唐一峰調節了一下姿勢,像似要抵制那份別扭的不愜意,再次擁過身邊窩著的女人,狹長的眼眸里泛起一股勾人的碎光,在唇欲啄上美人唇時,0。01毫的距離卻固定了,他,他,他竟然吻不下去,看著懷里假意嬌羞的女人,惡心了。

操!唐一峰推來女人‘霍’的站起,砸碎酒瓶,憤憤地走人。

「唐少,這女人不合意在換一批嗎?何必拿酒撒氣。」在那群公子哥的眼里女人還不及一瓶酒值錢呢。

「唐少,上哪去?」

「回家,睡覺。
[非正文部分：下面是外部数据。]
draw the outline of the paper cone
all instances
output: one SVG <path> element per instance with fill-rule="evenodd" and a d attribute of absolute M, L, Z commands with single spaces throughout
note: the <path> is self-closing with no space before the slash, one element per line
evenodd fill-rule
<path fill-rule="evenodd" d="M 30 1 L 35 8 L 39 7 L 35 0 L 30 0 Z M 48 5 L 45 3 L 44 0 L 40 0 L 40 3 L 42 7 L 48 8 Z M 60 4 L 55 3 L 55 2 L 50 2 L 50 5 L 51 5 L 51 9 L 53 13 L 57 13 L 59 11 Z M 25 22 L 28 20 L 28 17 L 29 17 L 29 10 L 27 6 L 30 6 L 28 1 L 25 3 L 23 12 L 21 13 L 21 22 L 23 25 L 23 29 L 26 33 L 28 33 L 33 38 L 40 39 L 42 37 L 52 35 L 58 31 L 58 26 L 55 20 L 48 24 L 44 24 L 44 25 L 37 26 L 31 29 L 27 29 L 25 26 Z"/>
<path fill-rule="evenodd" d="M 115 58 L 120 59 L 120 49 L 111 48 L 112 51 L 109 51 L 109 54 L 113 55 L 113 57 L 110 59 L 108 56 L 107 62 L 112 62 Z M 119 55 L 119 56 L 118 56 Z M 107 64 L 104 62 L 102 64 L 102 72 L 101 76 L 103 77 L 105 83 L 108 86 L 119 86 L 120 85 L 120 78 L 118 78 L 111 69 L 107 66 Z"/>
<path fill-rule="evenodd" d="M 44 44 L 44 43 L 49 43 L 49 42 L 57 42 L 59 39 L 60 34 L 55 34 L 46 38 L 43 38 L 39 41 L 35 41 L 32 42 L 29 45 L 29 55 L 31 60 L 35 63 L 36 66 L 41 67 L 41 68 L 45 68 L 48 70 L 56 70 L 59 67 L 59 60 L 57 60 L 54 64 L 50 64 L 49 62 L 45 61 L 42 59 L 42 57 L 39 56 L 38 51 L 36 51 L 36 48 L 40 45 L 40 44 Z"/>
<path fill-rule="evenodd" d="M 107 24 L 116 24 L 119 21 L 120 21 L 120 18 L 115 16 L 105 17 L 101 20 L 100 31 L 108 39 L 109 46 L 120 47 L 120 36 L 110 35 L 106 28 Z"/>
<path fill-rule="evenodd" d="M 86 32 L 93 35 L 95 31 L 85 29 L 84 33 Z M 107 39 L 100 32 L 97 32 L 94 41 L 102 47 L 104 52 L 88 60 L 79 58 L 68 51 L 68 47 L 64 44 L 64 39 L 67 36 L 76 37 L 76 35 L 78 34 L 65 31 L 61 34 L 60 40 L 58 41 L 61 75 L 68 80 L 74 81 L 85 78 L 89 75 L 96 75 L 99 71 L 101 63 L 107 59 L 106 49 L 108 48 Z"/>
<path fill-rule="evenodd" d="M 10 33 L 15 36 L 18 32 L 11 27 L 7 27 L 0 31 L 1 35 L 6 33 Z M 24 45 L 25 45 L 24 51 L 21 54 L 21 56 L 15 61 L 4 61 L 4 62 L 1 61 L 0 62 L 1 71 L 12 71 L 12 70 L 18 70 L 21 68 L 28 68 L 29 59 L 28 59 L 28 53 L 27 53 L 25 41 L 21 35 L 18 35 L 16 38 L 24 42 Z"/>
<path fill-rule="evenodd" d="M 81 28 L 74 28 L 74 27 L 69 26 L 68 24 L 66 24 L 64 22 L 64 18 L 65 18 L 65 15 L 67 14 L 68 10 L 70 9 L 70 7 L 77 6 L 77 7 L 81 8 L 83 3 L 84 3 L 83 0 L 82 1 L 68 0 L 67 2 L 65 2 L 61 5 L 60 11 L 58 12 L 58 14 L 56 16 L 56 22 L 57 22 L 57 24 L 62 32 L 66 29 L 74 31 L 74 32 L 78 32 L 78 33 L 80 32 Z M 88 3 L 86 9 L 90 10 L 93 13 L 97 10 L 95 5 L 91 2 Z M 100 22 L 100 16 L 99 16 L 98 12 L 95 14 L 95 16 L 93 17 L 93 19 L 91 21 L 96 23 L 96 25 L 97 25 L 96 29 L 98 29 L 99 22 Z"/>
」唐一峰砰一聲甩門,帶著燥意再次消失在華都的喧嘩里。

在李沫良回來的幾個夜晚似乎誰都甭能安身睡個好覺。

歐陽宇從鼎尚花園出來後就木呆呆的,盲目的走著,一刻不停留的走著,明明擦身而過的的士有很多,可歐陽宇都置之不理,似乎只想在徒步中將李沫純結婚的事實在消化一遍。

有人說,當你身體的某處痛了,那麼你的心就不會痛了。

可歐陽宇的心是痛?亦是錯過的遺憾?

愛情那玩意不是你想怎麼樣它就怎麼樣的;也不是你想它什麼時候到來它就準時敲門的。

如果說愛情是一份悸動、二份皮相、三份習慣、那麼有四份是臆想。確認愛情的臆想往往決定了愛情的味道,是甜、是苦、亦是懵懂。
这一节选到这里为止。